Récits collectifs : transmission et mémoire vivante du village

À Castelnaud-La-Chapelle, la tradition orale reste très vivace. Les faits marquants sont souvent évoqués dans le cadre festif de la fête du village ou des banquets associatifs.

  • L’hiver 1956 : L’un des hivers les plus rudes de mémoire locale — moins 21°C, plus d’un mois sans redoux — est encore conté avec force détails, notamment lors des balades commentées organisées chaque été par l’Office de Tourisme.
  • Les “veillées” : Jusqu’aux années 1970, les veillées étaient l’occasion de transmettre les “contes à faire peur”, mais aussi les chants et souvenirs de vie quotidienne (source : témoignages recueillis par la Maison de la Mémoire Rurale du Périgord Noir).

Légendes partagées : liens secrets entre Castelnaud-La-Chapelle et ses voisines

Parce que la Dordogne n’est jamais avare en histoires, plusieurs légendes de Castelnaud-La-Chapelle font d’ailleurs écho à celles d’autres villages, tissant un riche canevas d’imaginaires collectifs.

  • Le pont des âmes errantes : On raconte qu’entre Castelnaud et Vézac, le passage d’un pont disparu entraînait autrefois la rencontre d’âmes cherchant la paix. Au matin, certains villageois auraient retrouvé des empreintes mystérieuses sur la berge.
  • Le trésor de la Dordogne : Plus largement, l’idée d’un “trésor perdu” lors des guerres médiévales relie Castelnaud à Beynac : des pêcheurs prétendaient que, certains matins, la rivière révélait le reflet d’un coffre au passage de la pleine lune (réminiscence probable des fortunes cachées lors des sièges).
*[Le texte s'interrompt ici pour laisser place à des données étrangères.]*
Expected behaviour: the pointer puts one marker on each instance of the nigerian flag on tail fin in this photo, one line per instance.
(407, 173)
Patrimoine immatériel : une force insoupçonnée

Par-delà les pierres, Castelnaud-La-Chapelle conserve une mémoire vivante merveilleusement incarnée par ses légendes, anecdotes et rumeurs. Plus qu’un simple folklore, ces histoires disent la résilience et la poésie d’une communauté rurale, et participent à faire du village un lieu de mémoire, à la fois authentique et ouvert sur l’imaginaire collectif du Périgord Noir.

Pour en découvrir davantage, la bibliothèque municipale propose à la consultation des ouvrages de référence, et l’Office de Tourisme propose parfois vélos contés, randonnées à thème ou encore balades nocturnes “à la lueur des mystères”.